In 1966 my son-in-law Philip Brown was awarded a Queen Elizabeth Fellowship to do a couple of years' research in an Australian university. He, with Helen and their daughter Alison, went to Adelaide, and my wife fulfilled her duty as a good grandmother by going out there in the autumn of 1967, to preside at the birth of a grandson, while I went off to Czechoslovakia on IUPAC business. We were both back in Australia in 1968, where I had two duties to perform. First, I was invited as chairman of the Royal Commission on Medical Education, which had just reported, to attend and address the joint meeting of the British and Australian Medical Associations in Sydney in August, and, immediately thereafter, in the capacity of Chancellor of Strathclyde University to attend the conference of the Association of Commonwealth Universities which was also held in Sydney.
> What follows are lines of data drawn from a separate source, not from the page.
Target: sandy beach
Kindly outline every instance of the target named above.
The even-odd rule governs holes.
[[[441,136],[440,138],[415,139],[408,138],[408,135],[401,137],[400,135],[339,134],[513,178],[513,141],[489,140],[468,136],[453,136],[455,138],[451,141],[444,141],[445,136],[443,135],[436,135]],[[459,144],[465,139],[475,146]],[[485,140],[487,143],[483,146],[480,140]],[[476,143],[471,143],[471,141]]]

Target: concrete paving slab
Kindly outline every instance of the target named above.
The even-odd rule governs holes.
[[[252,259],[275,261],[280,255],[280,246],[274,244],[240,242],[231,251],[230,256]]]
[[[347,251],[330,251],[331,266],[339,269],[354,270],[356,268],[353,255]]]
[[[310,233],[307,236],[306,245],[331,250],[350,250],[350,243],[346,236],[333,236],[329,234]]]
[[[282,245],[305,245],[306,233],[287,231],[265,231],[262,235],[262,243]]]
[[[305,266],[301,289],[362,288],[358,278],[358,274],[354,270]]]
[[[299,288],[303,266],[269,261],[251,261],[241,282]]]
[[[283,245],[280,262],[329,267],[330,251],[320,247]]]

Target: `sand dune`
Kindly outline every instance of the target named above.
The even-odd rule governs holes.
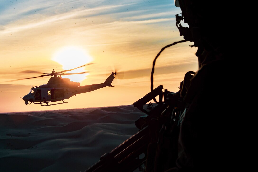
[[[144,114],[132,105],[0,114],[0,171],[84,171]]]

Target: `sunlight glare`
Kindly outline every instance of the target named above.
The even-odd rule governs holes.
[[[93,60],[92,58],[85,50],[73,46],[67,47],[59,50],[54,54],[52,60],[62,65],[64,70],[77,67]],[[67,73],[77,73],[87,71],[85,70],[85,68],[83,67]],[[89,74],[87,73],[67,76],[62,75],[62,77],[68,78],[72,81],[80,82],[86,78],[86,76],[89,75]]]

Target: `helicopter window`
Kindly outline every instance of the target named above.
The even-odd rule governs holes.
[[[33,96],[35,95],[35,93],[36,93],[36,92],[37,91],[37,90],[36,89],[34,89],[33,88],[32,88],[30,89],[30,91],[29,93],[31,93]]]
[[[41,100],[41,90],[38,90],[36,92],[36,94],[35,95],[35,100]]]

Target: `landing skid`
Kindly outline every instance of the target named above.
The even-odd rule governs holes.
[[[59,104],[64,104],[64,103],[69,103],[69,101],[67,101],[67,102],[64,102],[64,101],[63,100],[62,100],[62,101],[63,101],[63,103],[56,103],[55,104],[52,104],[52,105],[49,105],[49,103],[51,103],[52,102],[55,102],[55,101],[48,101],[48,102],[43,102],[43,103],[41,103],[41,102],[40,103],[35,103],[35,102],[33,102],[33,103],[34,103],[34,104],[43,104],[44,103],[46,103],[46,105],[42,105],[42,104],[41,104],[40,105],[41,105],[41,106],[52,106],[52,105],[59,105]]]

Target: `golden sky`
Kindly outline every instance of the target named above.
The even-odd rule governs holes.
[[[150,91],[151,68],[157,54],[167,45],[183,39],[175,25],[175,15],[181,10],[173,2],[1,1],[0,112],[132,104]],[[197,50],[189,46],[193,44],[179,44],[161,54],[156,62],[155,88],[163,85],[178,91],[186,72],[197,70]],[[30,85],[46,83],[48,77],[7,82],[40,75],[23,71],[50,73],[89,62],[94,64],[81,69],[90,74],[86,78],[83,76],[81,85],[102,83],[106,74],[115,69],[124,72],[123,79],[116,77],[115,87],[78,95],[67,100],[68,103],[47,107],[26,105],[20,97],[28,93]]]

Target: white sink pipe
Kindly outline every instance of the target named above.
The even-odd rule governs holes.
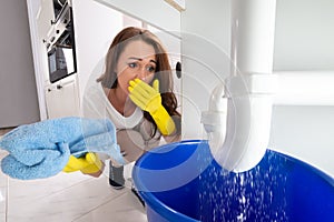
[[[232,1],[234,65],[202,115],[212,153],[229,171],[250,170],[267,149],[276,82],[272,74],[275,12],[276,0]]]

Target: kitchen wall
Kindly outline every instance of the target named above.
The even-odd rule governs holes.
[[[39,121],[26,1],[1,1],[0,30],[0,128]]]
[[[181,13],[184,139],[205,137],[200,113],[228,75],[230,1],[191,0]],[[331,0],[277,0],[274,71],[334,70],[333,10]],[[334,175],[333,132],[333,105],[275,105],[269,148]]]

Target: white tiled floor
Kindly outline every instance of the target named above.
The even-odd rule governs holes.
[[[0,159],[4,155],[0,151]],[[61,172],[49,179],[20,181],[0,171],[0,222],[147,221],[130,189],[111,189],[105,173],[96,179]]]

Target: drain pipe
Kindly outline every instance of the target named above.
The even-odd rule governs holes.
[[[210,98],[202,122],[214,159],[243,172],[264,157],[271,131],[276,0],[232,1],[233,65]]]

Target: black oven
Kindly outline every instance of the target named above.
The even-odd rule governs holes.
[[[77,72],[71,8],[66,3],[53,23],[55,36],[47,44],[49,79],[53,83]]]

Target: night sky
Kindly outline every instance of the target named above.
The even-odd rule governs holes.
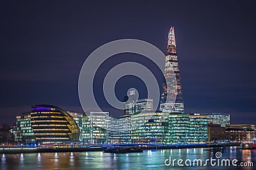
[[[134,38],[165,53],[171,26],[185,111],[225,112],[232,124],[255,124],[255,1],[94,1],[1,2],[0,124],[12,125],[15,115],[38,104],[83,111],[77,81],[91,52],[113,40]],[[124,53],[100,67],[97,99],[114,116],[122,111],[106,103],[100,80],[124,61],[152,64]],[[141,89],[140,98],[146,97],[143,82],[130,76],[116,84],[118,98],[134,86]]]

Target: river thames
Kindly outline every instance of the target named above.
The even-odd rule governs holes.
[[[241,150],[228,147],[221,151],[221,159],[237,159],[237,167],[211,166],[207,167],[193,165],[194,159],[205,160],[211,157],[218,160],[215,152],[204,148],[144,150],[143,153],[109,153],[102,152],[36,153],[22,154],[1,154],[1,169],[256,169],[255,150]],[[166,159],[191,160],[191,166],[180,167],[165,165]],[[170,161],[166,161],[168,163]],[[240,162],[252,162],[254,167],[241,167]],[[168,164],[167,164],[168,165]],[[252,164],[250,166],[252,166]]]

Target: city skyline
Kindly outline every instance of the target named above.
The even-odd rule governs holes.
[[[77,79],[86,56],[106,42],[124,38],[143,39],[165,52],[167,31],[174,25],[186,112],[226,112],[232,123],[254,124],[253,5],[200,2],[204,8],[192,2],[172,2],[172,13],[166,4],[148,2],[154,14],[143,13],[142,3],[136,6],[128,3],[122,10],[112,7],[107,12],[97,4],[74,4],[74,8],[60,4],[52,9],[49,4],[4,2],[1,11],[5,16],[1,28],[1,121],[12,125],[15,115],[38,104],[81,112]],[[93,11],[98,7],[95,11],[104,15]],[[77,12],[68,15],[67,11]],[[86,17],[89,14],[92,17]],[[121,56],[143,64],[144,59],[136,59],[138,56]],[[113,59],[108,62],[110,66],[122,61]],[[105,65],[102,71],[108,69]],[[129,83],[131,80],[123,79]],[[127,87],[118,83],[117,97],[122,100]],[[141,82],[136,83],[143,89]],[[112,110],[105,101],[100,104],[109,113],[119,111]]]

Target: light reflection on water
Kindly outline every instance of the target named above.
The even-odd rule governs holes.
[[[256,163],[256,150],[228,148],[221,151],[221,159],[237,159],[239,161]],[[2,169],[184,169],[182,167],[167,167],[164,160],[172,155],[173,159],[201,159],[215,153],[202,148],[145,150],[143,153],[115,154],[102,152],[38,153],[23,154],[0,154]],[[256,166],[256,165],[255,165]],[[229,167],[230,169],[234,167]],[[186,169],[205,169],[205,167],[186,167]],[[221,169],[221,167],[207,167],[207,169]],[[228,169],[224,167],[225,169]],[[253,169],[253,167],[236,168]]]

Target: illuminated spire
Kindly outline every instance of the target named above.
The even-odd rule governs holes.
[[[172,70],[174,71],[174,73]],[[174,34],[174,27],[171,27],[168,37],[164,77],[166,80],[168,80],[172,79],[173,76],[176,78],[176,85],[170,83],[170,82],[163,83],[163,92],[160,101],[160,110],[184,113],[184,108],[181,92],[178,57],[176,53],[175,36]],[[174,101],[173,98],[172,98],[173,93],[173,89],[176,89],[176,97],[174,99]]]
[[[175,35],[174,34],[174,27],[170,29],[168,39],[168,45],[176,46]]]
We were able to spend a fortnight's relaxed holiday on Lindeman Island during our stay, and finished our visit by going to Adelaide for a few days, and then to Western Australia where, at Fremantle, we saw our Adelaide family off on its return voyage to England, where Philip was taking up a lectureship in chemistry at the University of Newcastle; there, in 1970, our second grandson was born.
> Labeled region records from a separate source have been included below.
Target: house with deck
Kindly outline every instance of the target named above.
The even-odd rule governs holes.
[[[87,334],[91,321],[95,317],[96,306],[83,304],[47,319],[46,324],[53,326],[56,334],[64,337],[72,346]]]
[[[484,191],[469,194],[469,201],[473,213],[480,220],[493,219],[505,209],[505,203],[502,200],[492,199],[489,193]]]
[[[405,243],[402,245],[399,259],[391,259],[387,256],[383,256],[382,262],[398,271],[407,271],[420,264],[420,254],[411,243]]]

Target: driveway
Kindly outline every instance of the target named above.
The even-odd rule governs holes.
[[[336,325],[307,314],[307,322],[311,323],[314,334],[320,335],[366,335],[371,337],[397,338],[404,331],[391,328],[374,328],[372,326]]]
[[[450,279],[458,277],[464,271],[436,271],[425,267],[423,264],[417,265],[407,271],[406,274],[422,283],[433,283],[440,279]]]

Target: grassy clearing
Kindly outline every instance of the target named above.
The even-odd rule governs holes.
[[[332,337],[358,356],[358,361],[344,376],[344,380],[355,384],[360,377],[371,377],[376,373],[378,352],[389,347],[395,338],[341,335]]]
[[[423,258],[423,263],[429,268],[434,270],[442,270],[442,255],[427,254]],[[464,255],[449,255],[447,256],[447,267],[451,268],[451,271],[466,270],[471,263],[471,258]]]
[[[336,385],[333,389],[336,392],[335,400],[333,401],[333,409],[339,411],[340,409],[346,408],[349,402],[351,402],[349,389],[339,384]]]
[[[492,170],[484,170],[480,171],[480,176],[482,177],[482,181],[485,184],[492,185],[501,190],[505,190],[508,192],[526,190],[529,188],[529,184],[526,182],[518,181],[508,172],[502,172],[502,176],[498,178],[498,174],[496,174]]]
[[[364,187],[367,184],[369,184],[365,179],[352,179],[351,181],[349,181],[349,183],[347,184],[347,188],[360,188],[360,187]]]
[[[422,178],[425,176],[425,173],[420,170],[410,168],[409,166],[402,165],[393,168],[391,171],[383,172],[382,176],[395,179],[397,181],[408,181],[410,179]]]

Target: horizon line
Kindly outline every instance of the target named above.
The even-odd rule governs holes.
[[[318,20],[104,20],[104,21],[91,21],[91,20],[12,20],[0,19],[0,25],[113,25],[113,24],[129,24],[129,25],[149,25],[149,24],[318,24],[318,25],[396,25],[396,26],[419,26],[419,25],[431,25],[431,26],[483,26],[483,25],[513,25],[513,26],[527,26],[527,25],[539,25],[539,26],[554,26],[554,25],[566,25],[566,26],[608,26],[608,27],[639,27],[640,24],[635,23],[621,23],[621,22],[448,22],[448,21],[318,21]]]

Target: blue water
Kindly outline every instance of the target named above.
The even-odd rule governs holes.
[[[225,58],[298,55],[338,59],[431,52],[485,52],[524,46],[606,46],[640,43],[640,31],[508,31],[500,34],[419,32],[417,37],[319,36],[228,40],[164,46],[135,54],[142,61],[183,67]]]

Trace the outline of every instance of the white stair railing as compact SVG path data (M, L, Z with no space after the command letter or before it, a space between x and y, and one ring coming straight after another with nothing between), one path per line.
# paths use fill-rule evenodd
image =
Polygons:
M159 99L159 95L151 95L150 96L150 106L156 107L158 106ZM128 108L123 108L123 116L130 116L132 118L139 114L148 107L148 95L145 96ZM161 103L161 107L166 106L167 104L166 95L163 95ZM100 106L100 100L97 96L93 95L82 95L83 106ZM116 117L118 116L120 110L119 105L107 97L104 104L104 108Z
This accomplished, my wife and I flew from Perth to Johannesburg with an all too brief stop in that enchanting island Mauritius. In Johannesburg I visited the company owned by Fisons Ltd, and had some discussions about the organisation of the fertilizer industry in South Africa. We were only a few days there, but, in addition to seeing the industrial complex at Sasolburg, we visited Pretoria, where I had a talk with the chief of the South African Council for Scientific Research. Johannesburg is not, in my opinion, a very attractive city. Apart from its appearance, which is spoilt by the great heaps of mining waste, I found the general atmosphere depressing, and, in some measure, rather frightening. On the one hand one had the very colonial-style country clubs, and, on the other, the depressing black townships out on the veldt. To see apartheid in action is not pleasant, and I find it hard to understand why the whites in power cannot see the writing on the wall, and move more rapidly to a free society than they are moving at present. Disaster need not overtake South Africa, but even a brief visit convinced me that time is running short.
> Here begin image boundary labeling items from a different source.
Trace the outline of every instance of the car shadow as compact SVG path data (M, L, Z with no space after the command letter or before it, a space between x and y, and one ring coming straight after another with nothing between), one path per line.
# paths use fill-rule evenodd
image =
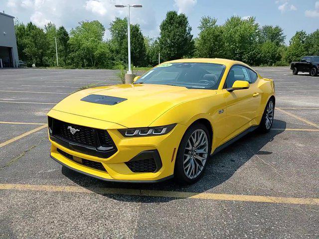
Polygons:
M271 151L261 149L268 142L272 141L276 135L285 131L286 125L286 122L274 120L273 128L278 129L272 130L265 134L261 133L257 130L254 131L213 155L208 162L203 177L196 183L190 185L181 185L175 183L173 180L152 184L105 182L85 176L66 167L62 167L62 172L64 175L79 186L116 200L145 203L167 202L176 198L104 194L101 193L101 188L187 192L195 194L204 192L227 181L254 155L271 154Z

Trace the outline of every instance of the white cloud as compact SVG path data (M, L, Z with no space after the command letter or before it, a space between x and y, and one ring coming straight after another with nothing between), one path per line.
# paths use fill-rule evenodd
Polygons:
M0 0L2 3L3 0ZM123 4L142 4L142 8L131 10L131 23L139 23L143 34L151 37L158 36L159 26L161 21L155 17L154 4L150 0L5 0L4 10L6 13L19 18L27 23L30 21L43 27L49 21L57 26L64 26L69 31L75 28L78 22L88 20L97 20L106 29L106 38L110 38L108 28L110 22L116 16L127 16L127 8L118 8L114 5ZM0 4L1 6L1 4Z
M289 3L289 0L279 0L276 1L276 4L281 4L278 6L278 10L283 13L287 11L296 11L297 8L293 4Z
M305 15L308 17L319 17L319 1L315 3L315 10L306 10Z
M297 8L296 6L295 6L294 5L293 5L292 4L290 5L290 10L291 10L292 11L297 11Z
M100 1L95 0L90 0L86 2L85 9L88 11L91 11L93 13L98 13L101 16L105 15L106 9L104 7L103 3Z
M196 5L197 0L174 0L174 2L179 13L187 13Z
M36 25L43 27L44 25L50 22L50 20L46 19L43 14L40 11L36 11L30 17L30 19Z

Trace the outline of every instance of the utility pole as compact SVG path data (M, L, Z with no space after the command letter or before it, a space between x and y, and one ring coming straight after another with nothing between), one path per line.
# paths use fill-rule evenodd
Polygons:
M55 37L55 36L54 36L53 37L54 37L54 39L55 39L55 51L56 52L56 65L57 65L57 66L59 66L59 61L58 60L58 47L57 47L57 45L56 45L56 37Z
M142 7L142 5L139 4L134 4L130 5L118 4L115 5L116 7L127 7L128 8L128 61L129 61L129 70L127 74L125 74L125 82L126 83L132 83L133 78L135 75L133 74L131 70L131 23L130 23L130 8L133 7Z

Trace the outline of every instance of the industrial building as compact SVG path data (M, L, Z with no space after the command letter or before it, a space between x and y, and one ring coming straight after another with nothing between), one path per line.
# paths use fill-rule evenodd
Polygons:
M0 68L18 65L13 18L14 16L0 12Z

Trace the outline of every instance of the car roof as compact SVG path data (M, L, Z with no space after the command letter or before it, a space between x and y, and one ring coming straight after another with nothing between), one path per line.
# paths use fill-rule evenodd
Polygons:
M178 60L173 60L172 61L166 61L164 63L215 63L224 65L226 66L230 66L235 64L239 64L251 68L248 65L240 61L229 60L223 58L191 58L191 59L180 59Z

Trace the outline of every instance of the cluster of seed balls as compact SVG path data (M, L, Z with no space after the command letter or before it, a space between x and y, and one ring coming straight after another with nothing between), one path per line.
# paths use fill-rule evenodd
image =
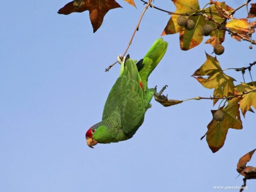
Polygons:
M180 26L190 31L195 28L195 21L192 19L187 18L183 16L179 16L177 18L177 23ZM213 27L209 24L206 24L203 26L201 32L204 36L209 36L212 30ZM213 47L213 51L216 55L221 55L224 52L224 47L222 45L218 44Z

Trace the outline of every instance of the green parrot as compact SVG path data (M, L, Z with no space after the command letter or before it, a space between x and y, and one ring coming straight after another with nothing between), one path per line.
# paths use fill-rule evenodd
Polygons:
M148 78L164 55L168 44L162 38L158 39L137 64L128 55L123 60L119 76L106 101L102 121L85 134L90 147L98 143L127 140L135 134L156 92L155 88L148 87Z

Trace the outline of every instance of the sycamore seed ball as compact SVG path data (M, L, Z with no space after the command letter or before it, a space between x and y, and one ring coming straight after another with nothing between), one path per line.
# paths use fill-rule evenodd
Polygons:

In the autumn of 1963 Harold Macmillan resigned as Prime Minister, and, after a deal of confusion at the Conservative Party Conference, Lord Home emerged as his successor, resigning his peerage in order to do so. In forming his government he appointed Lord Hailsham (who also disclaimed his peerage) as Secretary of State for Education and Science. The fact that I had just taken on the Mastership of Christ's, and could hardly take leave of absence until I had been there at least a year, enabled me to avoid becoming Minister of State for Science. It was, however, fairly clear that I would be in some danger of renewed political pressure, if the next general election, which was shortly due (and did indeed take place in October 1964), resulted in a Conservative victory. By late summer 1964 I had formed the view that Labour was likely to win the forthcoming election, and I had a fair idea of the kind of reorganisation of science and technology in government which that party, largely under the influence of Patrick Blackett and some other scientific Labour adherents, had in view. Blackett himself came to tell me about their plans, and it was clear to me that I was so much at variance with his ideas that, if Labour were to be returned to power, I would either have to resign as Chairman of A.C.S.P. and be labelled as a man who would only serve a Conservative government, or be sacked for refusing to toe the party line. Neither of these alternatives appealed to me, so I resigned with effect from 30 September 1964, and went off to open the new chemical laboratories at the Technion in Haifa.